I am so glad you recognize the hoovering.  With the guilt and obligation feelings, it is hard at this point to keep the boundaries firm.

When it came to this point in the divorce for me, I became robotic.  I hardened my heart and looked anywhere but him.  I leaned on my lawyer and tried to keep a cool business head.  That what it is - a dissolving of the finances and red tape that government and corporations bestow on marriage.  In my heart and soul, I had already divorced from him.  So I treated like a corporate partnership and kept my interests in front of me.

You don't need to be kind or soft peddling.  Just no.  Let him do his thing and tantrum.  When my ex finally saw that I wasn't bending, he suddenly became business like and moved on.

You got this.

BeautifulCrazy

I remember how difficult this was for me too... changing my approach after years of placating, eggshell walking!
You don't need to be more friendly or less brief. Anything you add will create more space for misinterpretation. Your ex will read exactly what he wants to and at the end of the day, nobody else involved, like your mediator, is going to care.
You are doing perfectly with BIFF principles with exactly what you have for responses.

You are almost there!! You can do this!!  :thewave:

PAY

 :) Thank you for the responses.  I appreciate the support.  It will help me go into the room tomorrow.  (No lawyer yet.  Just me, him and the mediator).


Jsinjin

My response comes only from what I have read here and on other dedicated forums to dealing with PD individuals.  The communication isn't about feelings or emotion.  It is unfortunately about the transaction in this case.   I completely understand how difficult it is for you, an empathetic and caring person, to treat someone in a manner that is transactional.   In this case, the individual you are working with is very likely relying on your empathy and softer interpretation to change the narrative of the argument or the task at hand to avoid confronting it.

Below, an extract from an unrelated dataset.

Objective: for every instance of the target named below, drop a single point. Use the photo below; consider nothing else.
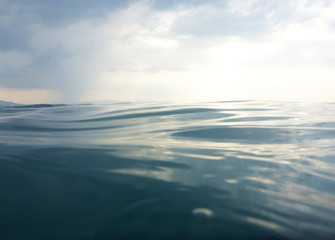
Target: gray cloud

I've read a lawyer's blog that basically says that factual statements are neither nice nor cruel, they are simply facts and this transaction is not at it's base an event that needs to be led with emotion for you (even though that is probably very difficult).   It is a transaction and a fact like "these are the documents that need to be signed" or "please speak through my lawyer if you have any questions about the details" are facts and they are not mean.   You are using the benefit of the proceedings to protect yourself from the things that have snared you in the past. 

Thoughts and prayers.

It is unwise to seek prominence in a field whose routine chores you do not enjoy.